I want to see him. I want to hear his voice. I want to speak to him. To have a little eye-to-eye contact, a little meeting of the minds, a little “heart-to-heart.”
Where is he hiding?
I hold my breath. Can it be?
I open the door.
Before me stand three guys I haven’t seen for ages, come to visit me.
The first is Billy Tallshoe, self-made clown on stilts, whose idea of humor burns my funny bone. Behind him skulks Ed Fuzz, allergic-to-everything boy with tissues coming out his ears. Last of all is Stan Scoop, news junkie joined at the hip to his paper.
One look at me turns their faces to ash.
My cheeks begin to sizzle. Do they find me that repulsive? Or is it just a sudden case of germ-o-phobia?
Come on, guys! You know I’m ninety nine percent non-contagious.
“But what about that one percent?” I see them think.
So what’s on your mind, guys? Tell the truth.
Their eyes jump everywhere, leaving the ball in my court.
Against my better judgment I invite them to the living room for a lovely chat. Billy tiptoes carefully past me, like an elephant on a tightrope. Stan squeezes in behind him, dipping to a low profile. As for graceful Ed, he trips on the threshold, flying right into me.
For one freak second our faces mash together. Next thing I know he’s in the bathroom, cranking the tap.
In the meantime Billy and Stan take seats across from me on the rug, Stan with his face buried in the sports section while Billy searches his pockets for some who-knows-what.
My fingers do the Morse. Talk to me, guys. What are you thinking?
Billy finds a pack of rubber bands, which he shoots at unseen flies. One green bullet hits my chin, popping a boil.
His silence sparks my anger. “Watch where you’re aiming,” says my frown, missing his pupils by a mile.
Abruptly Billy’s eyes pop open to a stare, zeroing in on me. Full of apology, I hope.
Turns out he’s looking at the dog, who just snuck in the room to have his belly rubbed. I pull my pet into a hug. He wriggles loose and leaps into my persecutor’s arms.
Give me a break!
Stan tosses me a breath mint “to spare poor Fido’s sniffer.”
How callous can you get?
“His name’s Sergeant,” I snap.
“Strange name for a collie,” he replies, nose glued to the comics.
My ire runneth over. I rip the paper from his face. “He’s not a collie,” I snarl. “He’s a Labrador retriever/golden mix.”
“Innocent mistake,” protests Stan, recoiling from my red-hot halitosis.
“No, it’s not!” cry I. “You said it on purpose! Ever since you guys came here, all you’ve done is insult me!”
“Ah-choo!” sneezes Eddie, fresh from the lavatory. “I object! By the way, what time is it?” He glances at his watch.
“Just ‘cause I’m no dog expert, he goes ballistic,” mutters Stan.
“I fail to see what I’ve done wrong,” adds Billy best-friend stealer from beneath the squirming mutt.
“Me neither!” chime in the other two.
A scorching argument ensues, filled with accusing daggers.

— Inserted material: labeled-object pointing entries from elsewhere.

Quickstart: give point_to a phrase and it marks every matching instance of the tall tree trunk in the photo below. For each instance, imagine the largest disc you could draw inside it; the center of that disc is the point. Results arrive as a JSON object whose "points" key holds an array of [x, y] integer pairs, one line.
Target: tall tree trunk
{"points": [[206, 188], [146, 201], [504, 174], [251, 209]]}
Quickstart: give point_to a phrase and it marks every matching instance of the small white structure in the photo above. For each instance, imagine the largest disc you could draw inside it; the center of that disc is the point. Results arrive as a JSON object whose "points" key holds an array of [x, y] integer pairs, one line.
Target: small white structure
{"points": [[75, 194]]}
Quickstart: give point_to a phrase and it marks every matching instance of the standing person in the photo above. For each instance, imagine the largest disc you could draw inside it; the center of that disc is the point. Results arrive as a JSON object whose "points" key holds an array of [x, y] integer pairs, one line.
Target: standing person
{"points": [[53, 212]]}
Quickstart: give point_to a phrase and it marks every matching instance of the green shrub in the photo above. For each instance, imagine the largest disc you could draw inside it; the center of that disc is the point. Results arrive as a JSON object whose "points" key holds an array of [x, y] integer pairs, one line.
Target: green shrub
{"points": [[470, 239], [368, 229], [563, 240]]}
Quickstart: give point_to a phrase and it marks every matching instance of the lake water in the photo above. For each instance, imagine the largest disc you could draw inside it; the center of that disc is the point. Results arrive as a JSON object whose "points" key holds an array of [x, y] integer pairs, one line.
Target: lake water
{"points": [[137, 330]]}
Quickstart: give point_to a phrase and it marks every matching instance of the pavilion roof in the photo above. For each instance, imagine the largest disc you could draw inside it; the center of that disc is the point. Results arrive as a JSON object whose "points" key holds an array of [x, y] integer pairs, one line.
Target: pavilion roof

With brutal honesty they magnify my stinking sin to the level of an ax murderer. “Stop sinning,” they say, “and God will dry those putrid sores.” Insisting on my innocence, I lift up the germ theory of disease, urging them to consider causes invisible.
In the midst of this verbal battle I again see their faces turn to ash.
I look up to see him standing there in brilliant light, radiating truth and love.
Our minds meld. We connect, just me and him. Face-to-face. Mouth-to-mouth. Heart-to-heart. The fire in his eyes taps into the desire in mine, reducing me to sackcloth and ashes.
“So,” he asks in that still small voice of his, “what is it that you want?”
Humbled, I whisper quietly, “All I want is to see Jesus.”
He holds out to me two nail-scarred hands.
I look at him in awe. At last I understand.
In that instant He vanishes. Looking about, I find my sickness gone, my heart made whole, and three astonished fellows on their knees begging God for mercy.
It matters not who's right or wrong. He's everything.